短く呟いたみーちゃんの時間が、今度こそ止まった。隣のすずのんも、ティーカップを置いた体勢のまま固まる。
私の手元では、今まで気取っていたような紅茶が、ミルクが入って優しく白んでいた。
「……副委員長。私は真面目に聞いているのです。冗談は止めてください」
「別に冗談じゃないよ。とりあえず見せるねー」
私は腕時計型端末を操作し、壁のディスプレイに幾つもの映像を並べた。その中には、彼女達が探し求める少年、『前原将貴』がいた。
それを見るなり、みーちゃんの顔が一気に喜色を帯びた。怜悧な雰囲気とは裏腹に、忙しなく表情が変わっていて面白い。
「これは先月の15日だね。
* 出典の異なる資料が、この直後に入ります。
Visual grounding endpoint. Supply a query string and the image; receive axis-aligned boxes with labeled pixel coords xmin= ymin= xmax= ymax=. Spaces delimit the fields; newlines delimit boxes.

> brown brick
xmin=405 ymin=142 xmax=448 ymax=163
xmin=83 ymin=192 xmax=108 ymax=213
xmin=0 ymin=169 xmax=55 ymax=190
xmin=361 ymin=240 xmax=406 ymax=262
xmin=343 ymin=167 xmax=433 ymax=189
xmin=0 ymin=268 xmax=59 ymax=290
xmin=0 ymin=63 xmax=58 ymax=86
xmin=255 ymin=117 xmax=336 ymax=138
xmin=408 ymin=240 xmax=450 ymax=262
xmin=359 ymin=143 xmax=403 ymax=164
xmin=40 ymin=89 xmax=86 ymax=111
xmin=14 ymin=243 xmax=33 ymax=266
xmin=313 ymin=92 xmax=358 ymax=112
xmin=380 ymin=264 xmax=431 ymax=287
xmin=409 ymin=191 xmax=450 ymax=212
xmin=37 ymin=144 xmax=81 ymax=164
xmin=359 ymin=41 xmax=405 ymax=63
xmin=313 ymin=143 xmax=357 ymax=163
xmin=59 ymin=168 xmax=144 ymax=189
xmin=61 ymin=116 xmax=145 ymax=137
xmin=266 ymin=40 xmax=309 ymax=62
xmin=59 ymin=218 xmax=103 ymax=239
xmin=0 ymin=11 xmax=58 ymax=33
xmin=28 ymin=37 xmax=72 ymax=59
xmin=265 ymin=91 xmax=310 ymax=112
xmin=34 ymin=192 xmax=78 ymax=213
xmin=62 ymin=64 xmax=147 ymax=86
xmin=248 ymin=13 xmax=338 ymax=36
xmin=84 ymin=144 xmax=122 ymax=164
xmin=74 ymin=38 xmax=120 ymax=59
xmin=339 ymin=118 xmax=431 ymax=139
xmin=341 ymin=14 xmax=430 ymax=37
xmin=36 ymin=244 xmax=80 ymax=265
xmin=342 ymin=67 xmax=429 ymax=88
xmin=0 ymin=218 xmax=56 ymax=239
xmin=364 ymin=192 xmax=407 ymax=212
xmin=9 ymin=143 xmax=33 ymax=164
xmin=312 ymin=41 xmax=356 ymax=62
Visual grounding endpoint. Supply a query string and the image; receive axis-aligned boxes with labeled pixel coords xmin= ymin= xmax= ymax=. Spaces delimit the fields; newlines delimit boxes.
ちょうど行方不明になる直前のやつだよ」
「前原君……!よかった、無事だったのね……ッ!」
「……将貴君?」
「それで、これが1番最近のやつ」
しかし、みーちゃんとは対象的に、すずのんは何か気になるらしく、どこか訝しげだ。
質問は後で受け付けるとして、今はいっぺんに事実を話してしまおう。
「ここで注目。前原将貴……しょーくんは、とあるビルの隙間に入っていきました」
まず映ったのは、制服姿のしょーくんが、薄暗い路地裏に入っていく姿。その腕には包帯が巻かれているが、緑に輝く腕章があった。
「しかしそこは、このようにスキルアウトが潜んでいた場所でした」
別のディスプレイに、10名ほどのスキルアウトが入っていく映像が映る。ガラの悪そうな、いかにも典型的なスキルアウトといった様子だ。
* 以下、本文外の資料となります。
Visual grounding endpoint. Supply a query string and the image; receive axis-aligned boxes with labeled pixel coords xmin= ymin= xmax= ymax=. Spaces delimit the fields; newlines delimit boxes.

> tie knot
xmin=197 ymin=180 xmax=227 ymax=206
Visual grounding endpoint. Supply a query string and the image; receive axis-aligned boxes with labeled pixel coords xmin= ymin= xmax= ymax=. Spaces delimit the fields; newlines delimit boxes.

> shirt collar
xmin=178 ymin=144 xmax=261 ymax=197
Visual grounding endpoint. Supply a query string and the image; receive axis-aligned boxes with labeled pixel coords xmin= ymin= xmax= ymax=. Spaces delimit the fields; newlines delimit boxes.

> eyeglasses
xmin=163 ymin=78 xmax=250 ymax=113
「しかし怪我を負いながらも、少し経ってしょーくんは出てきました」
次いで映ったのは、先ほどとは別の痣を負いながらも出てきたしょーくんの姿。
その腕に、緑の腕章は無い。
「そこに残ったのは、的確に、しかし徹底的に痛めつけられたスキルアウト達でした」
さらに別のディスプレイに映ったのは、腕がおかしな方向に向いたり、顔に大きな痣が出来ていたり、白目のままピクリとも動かないスキルアウトの姿。
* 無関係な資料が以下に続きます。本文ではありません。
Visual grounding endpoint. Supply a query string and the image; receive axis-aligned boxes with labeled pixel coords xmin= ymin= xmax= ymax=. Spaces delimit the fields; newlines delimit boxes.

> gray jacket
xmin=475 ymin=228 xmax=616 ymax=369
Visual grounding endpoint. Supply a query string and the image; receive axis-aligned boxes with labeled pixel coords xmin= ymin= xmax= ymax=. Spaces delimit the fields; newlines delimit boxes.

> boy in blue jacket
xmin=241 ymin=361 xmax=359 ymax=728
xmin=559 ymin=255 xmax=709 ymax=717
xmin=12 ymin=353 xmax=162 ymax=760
「こうしてしょーくんは『スキルアウト狩り』として確固たる地位を占め――」
「嘘よ」
ぴしゃりと、みーちゃんは遮った。
その肩はぶるぶると震え、どれだけの力が篭っているのか分からない。
しかし、そんなことで事実は覆らない。
「それじゃ、次いこっか。先月25日の第一〇学区の映像が――」
「必要ないわ。『スキルアウト狩り』は前原君はじゃない。彼はそんな事、絶対にしないもの」
「そう言われてもねー」
あまりにも真っ直ぐな言葉に、思わず笑いそうになった。それを見透かしたのか、みーちゃんは噛み付くように私を睨んでくる。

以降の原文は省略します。